Jeremiah ben Abba and Kahana

Rabbi Jeremiah is credited with giving the name Tiberias a religious interpretation, he said that Tiberias is the centre (tabur in-Hebrew) of Israel.

The Tombs of Jeremiah ben Abba and Kahana

Rabbi Jeremiah ben Abba

Rabbi Jeremiah is credited with giving the name Tiberias a religious interpretation, he said that Tiberias is the centre (tabur in-Hebrew) of Israel. (Megillah 6a) ln his time Tiberias was Israel’s spiritual centre.

Rabbi Jeremiah headed one of its academies, at one time but was suspended for excessive hair-splitting, as the following story relates. The Talmud discusses the question of ownership of a dove found far from its cote. The rabbis ruled that if it is found within 50 cubits of the cote, the dove is the property of the cote’s owner; if it is found beyond 50 cubits, it belongs to the finder. Rabbi Jeremiah asked, ‘If the bird is found with one foot within and the other foot beyond 50 cubits, what is the law?’ The other rabbis threw him out of the yeshiva. (Baba Batra23b)

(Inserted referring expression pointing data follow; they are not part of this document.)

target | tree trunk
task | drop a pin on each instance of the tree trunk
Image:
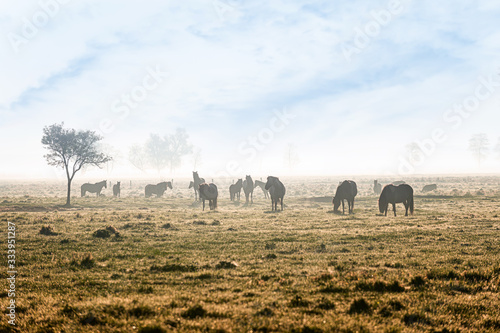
(68, 197)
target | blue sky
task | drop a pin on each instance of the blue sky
(230, 65)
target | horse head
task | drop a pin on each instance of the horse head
(270, 182)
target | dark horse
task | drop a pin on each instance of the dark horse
(93, 188)
(248, 189)
(116, 189)
(347, 190)
(262, 185)
(209, 192)
(157, 189)
(276, 190)
(396, 194)
(235, 190)
(196, 184)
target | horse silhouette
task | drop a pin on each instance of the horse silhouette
(197, 181)
(276, 190)
(377, 187)
(262, 185)
(396, 194)
(347, 190)
(208, 192)
(157, 189)
(93, 188)
(116, 189)
(235, 190)
(248, 189)
(430, 187)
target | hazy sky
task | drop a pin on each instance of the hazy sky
(349, 84)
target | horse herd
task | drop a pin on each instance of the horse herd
(398, 192)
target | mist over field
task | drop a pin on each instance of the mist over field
(250, 166)
(295, 89)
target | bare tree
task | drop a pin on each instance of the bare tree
(72, 150)
(479, 145)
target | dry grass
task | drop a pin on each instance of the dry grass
(239, 269)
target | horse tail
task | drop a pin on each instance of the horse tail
(411, 205)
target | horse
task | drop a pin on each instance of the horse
(262, 185)
(377, 187)
(276, 190)
(235, 190)
(396, 194)
(347, 190)
(93, 188)
(157, 189)
(116, 189)
(430, 187)
(248, 188)
(208, 192)
(196, 185)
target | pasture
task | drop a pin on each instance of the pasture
(163, 265)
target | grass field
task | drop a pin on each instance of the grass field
(132, 264)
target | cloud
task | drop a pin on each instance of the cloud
(232, 63)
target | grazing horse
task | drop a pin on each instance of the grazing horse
(276, 190)
(93, 188)
(248, 188)
(208, 192)
(430, 187)
(347, 190)
(235, 190)
(157, 189)
(196, 185)
(377, 187)
(262, 185)
(116, 189)
(396, 194)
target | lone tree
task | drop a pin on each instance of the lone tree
(71, 150)
(478, 145)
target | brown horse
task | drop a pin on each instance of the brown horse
(208, 192)
(235, 190)
(157, 189)
(395, 194)
(276, 190)
(347, 190)
(116, 189)
(248, 189)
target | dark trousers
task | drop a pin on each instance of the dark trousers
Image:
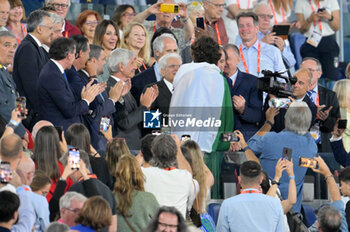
(325, 53)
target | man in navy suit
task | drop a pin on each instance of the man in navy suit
(30, 58)
(57, 103)
(246, 98)
(162, 45)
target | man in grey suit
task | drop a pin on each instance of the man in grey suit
(8, 45)
(128, 116)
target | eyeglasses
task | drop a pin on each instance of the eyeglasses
(76, 211)
(129, 15)
(265, 16)
(167, 225)
(218, 5)
(57, 5)
(92, 23)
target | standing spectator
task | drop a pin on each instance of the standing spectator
(87, 22)
(320, 19)
(251, 210)
(26, 71)
(256, 56)
(5, 11)
(122, 16)
(269, 145)
(135, 39)
(14, 22)
(62, 7)
(9, 204)
(213, 10)
(135, 206)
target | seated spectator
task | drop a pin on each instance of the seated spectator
(94, 216)
(135, 206)
(268, 146)
(183, 34)
(62, 7)
(9, 204)
(330, 217)
(251, 210)
(14, 22)
(169, 180)
(70, 205)
(135, 39)
(167, 217)
(145, 155)
(122, 16)
(46, 155)
(87, 22)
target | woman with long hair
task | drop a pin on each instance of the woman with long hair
(46, 155)
(135, 206)
(135, 39)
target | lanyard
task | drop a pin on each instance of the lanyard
(239, 5)
(313, 10)
(92, 176)
(143, 64)
(244, 62)
(274, 14)
(250, 191)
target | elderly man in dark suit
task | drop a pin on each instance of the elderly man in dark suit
(327, 103)
(246, 98)
(57, 103)
(128, 116)
(30, 58)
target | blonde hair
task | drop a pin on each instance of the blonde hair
(342, 89)
(129, 177)
(145, 52)
(198, 173)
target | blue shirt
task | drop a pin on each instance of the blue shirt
(270, 58)
(270, 148)
(251, 212)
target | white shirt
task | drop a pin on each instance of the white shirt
(171, 188)
(303, 7)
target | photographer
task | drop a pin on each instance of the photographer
(270, 145)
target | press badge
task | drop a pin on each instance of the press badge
(315, 38)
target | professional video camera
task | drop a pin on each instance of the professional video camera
(270, 84)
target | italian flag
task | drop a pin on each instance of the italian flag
(201, 93)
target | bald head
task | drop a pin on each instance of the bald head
(38, 126)
(26, 169)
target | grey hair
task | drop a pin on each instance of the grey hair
(57, 227)
(318, 63)
(158, 43)
(7, 34)
(298, 118)
(329, 218)
(164, 151)
(69, 196)
(35, 19)
(164, 59)
(48, 2)
(56, 19)
(117, 56)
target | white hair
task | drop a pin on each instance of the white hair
(298, 118)
(158, 43)
(117, 56)
(164, 59)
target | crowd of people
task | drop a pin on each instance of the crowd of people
(77, 154)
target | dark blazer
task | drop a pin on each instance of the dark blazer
(127, 118)
(28, 62)
(328, 98)
(139, 82)
(279, 119)
(248, 122)
(57, 103)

Rabbi Jeremiah taught that ‘he who is occupied with communal affairs is as worthy as he who engages in Torah study.’ (Jerusalem Talmud, Brachot 5:1) He wrote in his will, ‘Clothe me in a white garment, put socks and shoes on my feet, a staff in my hand, and lay me on my side. When the Messiah comes I shall be ready.” (Jerusalem Talmud, Kilaim 9:4)

Rabbi Jeremiah came to Israel from Babylonia. At this time there was great rivalry between the academies of Israel and Babylonia. Once Rabbi Jeremiah’s Babylonian contemporaries were discussing the relative wisdom of Babylonian and Israeli rabbis. One said, ‘One rabbi in Israel is worth two Babylonian rabbis.’ The other replied, ‘When one of us emigrates (to Israel) he is worth two of them. Take Rabbi Jeremiah, for example: when he lived here he didn’t understand the sages at all, but since emigrating he refers to us as the stupid Babylonians.” (Ketubot 75a)

Rabbi Kahana

Rabbi Kahana was a prominent Babylonian rabbi of the third century. Before coming to Israel his teacher instructed him to ‘flay carcasses in the market and earn wages, and don’t say ‘I am a priest and a great man and it is beneath my dignity [to engage in manual labor].’  (Pesachim 117a)

Rabbi Kahana journeyed from Babylonia to meet Rabbi Yochanan. Because Rabbi Kahana’s lips parted naturally in a way that Rabbi Yochanan thought mocking, he snubbed the visitor.

Rabbi Kahana became so distressed that he died. When Rabbi Yochanan discovered his fault he came to this cave to apologize. A snake guarded the cave’s entrance and Rabbi Yochanan called to it, ‘Let the teacher pass to meet the student’ The snake ignored him. Then Rabbi Yochanan called, “Let the scholars meet.” Again the snake ignored him. When Rabbi Yochanan called, ‘Let the student pass to meet the teacher’ the snake moved aside. Rabbi Yochanan entered the cave and resurrected Rabbi Kahana. (Baba Kama 117a)

Location: Near to the Rimonim Mineral Hotel Tiberias. From the main driveway, continue to the top of the hill, and park in the small lot to the right.  Climb the stairs, turn right and walk about ten metres (to the second tree stump). Leave the path and head towards the white dome up the hill. Cross two pipes and some barb Wire. The grave, cut into the mountain side, is marked by the dome.